Sunday, November 8, 2009

Recognizing and Shaping Appropriate Government Roles: Some Lessons from the Korean Policy Framework

In the course of industrialization and technological development, the Korean government has employed both direct and indirect measures to spur economic growth and technological innovation.

The Korean government used trade protectionism, pursued export promotion policies and provided subsides to favor a few chosen chaebols, among other interventions. It is arguable that policy instruments for rapid economic development in the 1960s and 1970s had moved in the right direction, or they had crippled the development of other important factors needed for robust economic development over the long haul. At the later stages of industrialization, the government changed little in response to global market changes and the political and social environments. The productivity improvement of the government sectors has been long overdue.

The government’s frequent intervention in markets and unnecessary regulations often distorted a free market economy. A dubious collusion between the government and chaebols not only led to political corruption but resulted in misallocation of resources and huge non-performing loans. Technological competence acquired by chaebols didn’t generate technology spillover effects on innovation at other domestic companies. Further, insufficient R&D funds were given to SMEs, triggering the polarized R&D structure.

Whether the Korean government’s promotion of a particular industry through various kinds of taxation and financial incentives was desirable is debatable. Although this policy initiative might had been necessary to build the industrial foundation in the early stage of industrialization and helped chaebols grow, it may have caused unintended consequences such as lost opportunities in other promising sectors and problems of skewed industrial structure in the later stage.

All in all, the Korean policy framework predicated on the state-led economic development model imposed both advantages and drawbacks on the economic landscape of Korea.

Japan has had the similar industrial structure and predicaments. In fact, Korea has emulated the Japanese-style economic development model in the process of industrialization.

Probing into the Korean policy framework teaches us how public policies not only accelerate the economic development and technological advancement but incur some structural risks, intended or not. In some cases, costs of the government’s direct interventions seem to have outweighed benefits. Bearing in mind that each country operates in different political, economic, historical, and cultural contexts, one might have to realize that there is a limit to what governments can do and there are unintended consequences of government’s excessive measures.

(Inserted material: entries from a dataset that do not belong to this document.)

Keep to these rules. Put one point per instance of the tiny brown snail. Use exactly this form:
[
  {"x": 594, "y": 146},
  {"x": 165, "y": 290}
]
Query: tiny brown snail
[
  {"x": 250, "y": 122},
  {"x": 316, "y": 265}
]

Government interventions might have to be geared toward providing support environment where innovation and entrepreneurship can flourish on a level playing field (e.g., tax incentives for emerging business and technology, a healthy financial market mechanism, and solid National Innovation System) and building social infrastructure in which human capital can be nurtured and mobilized and foreign firms are willing to locate their production and R&D centers.

Regardless of what economic system a country has, it feels to me as though government interventions a country adopt and pursue would be key defining factors to grow the economy in the coming years, given the current global economic conditions, like it or not. That’s why one has to be more mindful of policy decisions, and a government needs to think long and hard when instituting various government-sponsored programs.